Google's Vice-President of Display Advertising Neil Mohan has announced his belief that display advertising is on the increase, leading to speculation that the company will be expanding its presence in the field.

Believing that the current market could expand from its current $24bn size to be worth as much as $200bn annually -- leading to his nickname the "$200bn Man" -- Mohan has reportedly been charged to emulate the company's success within online search in the digital display market.

While the news has set alarm bells ringing across several advertising firms and groups -- some of whom have gone as far as to describe Google's approach as "parasitic" -- Mohan has on numerous occasions defended his employer arguing that they are a technology company and not directly a part of the business media sector.

Mohan believes that by delving into the display advertising market the company will be able to help other companies increase revenue and thus help the economy as a whole. "I truly believe that $200bn is the opportunity. We think there is a tremendous opportunity not just for Google but for the [media] industry."

The move comes as a part of Google's previous success which started in 2008 when Mohan joined Google after the sale of DoubleClick and carried through into 2010, when the company enjoyed a 27.5 per cent increase in its display advertising business.

In numerous interviews and posts onto Google's blog, Mohan has expressed his belief that as a result of the inherent flaws of the $170bn-a-year TV advertising market -- which takes up to six-months to release an advert -- a serious window of opportunity has opened for display advertising.

Mohan has argued that given Google's knowledge and success in search, the company could expand creating a "one-stop digital shop" that would allow agencies and firms to immediately and intelligently buy ad-space based on real-time viewing data.

If implemented the new system could lead to a process of real-time bidding for ad-space, with each company vying to get its ad into the prime traffic location. Similar to the current system used in the Stock Exchange this would allow companies to snap up last minute deals on certain prime ad-spaces.
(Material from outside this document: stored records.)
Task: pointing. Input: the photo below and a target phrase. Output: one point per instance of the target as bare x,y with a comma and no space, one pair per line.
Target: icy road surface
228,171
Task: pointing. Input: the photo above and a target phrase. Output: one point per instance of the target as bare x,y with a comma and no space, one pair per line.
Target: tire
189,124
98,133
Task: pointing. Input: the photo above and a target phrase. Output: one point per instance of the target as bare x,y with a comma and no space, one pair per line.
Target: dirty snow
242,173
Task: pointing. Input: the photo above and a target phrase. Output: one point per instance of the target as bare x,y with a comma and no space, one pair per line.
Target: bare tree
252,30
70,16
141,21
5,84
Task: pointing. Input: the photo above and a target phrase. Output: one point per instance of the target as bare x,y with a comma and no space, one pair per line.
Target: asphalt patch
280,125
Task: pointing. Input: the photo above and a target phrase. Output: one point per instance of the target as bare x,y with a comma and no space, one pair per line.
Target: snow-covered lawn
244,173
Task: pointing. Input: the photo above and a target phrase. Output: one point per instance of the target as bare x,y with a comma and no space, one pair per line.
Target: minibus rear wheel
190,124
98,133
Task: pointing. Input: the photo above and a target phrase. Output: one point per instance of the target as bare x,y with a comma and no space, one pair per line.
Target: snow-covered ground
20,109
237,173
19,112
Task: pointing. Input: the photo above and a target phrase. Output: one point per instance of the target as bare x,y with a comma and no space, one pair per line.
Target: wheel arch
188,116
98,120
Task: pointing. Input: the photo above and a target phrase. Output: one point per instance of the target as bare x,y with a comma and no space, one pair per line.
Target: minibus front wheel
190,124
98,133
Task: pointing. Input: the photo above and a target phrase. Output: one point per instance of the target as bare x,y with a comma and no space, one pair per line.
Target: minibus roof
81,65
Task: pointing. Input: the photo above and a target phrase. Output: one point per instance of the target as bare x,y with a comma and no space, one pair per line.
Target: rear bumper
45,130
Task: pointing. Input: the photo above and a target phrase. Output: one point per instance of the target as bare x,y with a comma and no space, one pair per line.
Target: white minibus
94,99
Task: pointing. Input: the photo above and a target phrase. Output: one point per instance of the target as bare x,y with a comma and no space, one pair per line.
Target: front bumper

Yet despite Mohan's optimism, several companies have already expressed concerns about the possible monopoly Google could develop using such a system. Many have argued that if implemented, such a model would allow Google to slowly remove the need for the middle-men advertising firms, making it easier -- and significantly cheaper -- for companies to simply deal directly with Google.

Whether such criticisms will directly influence Google's decision remains doubtful. Indeed, if Google's past actions are anything to go by, it seems likely many advertising firms may soon be forced not only to deal with Google but also share yet another corner of the market.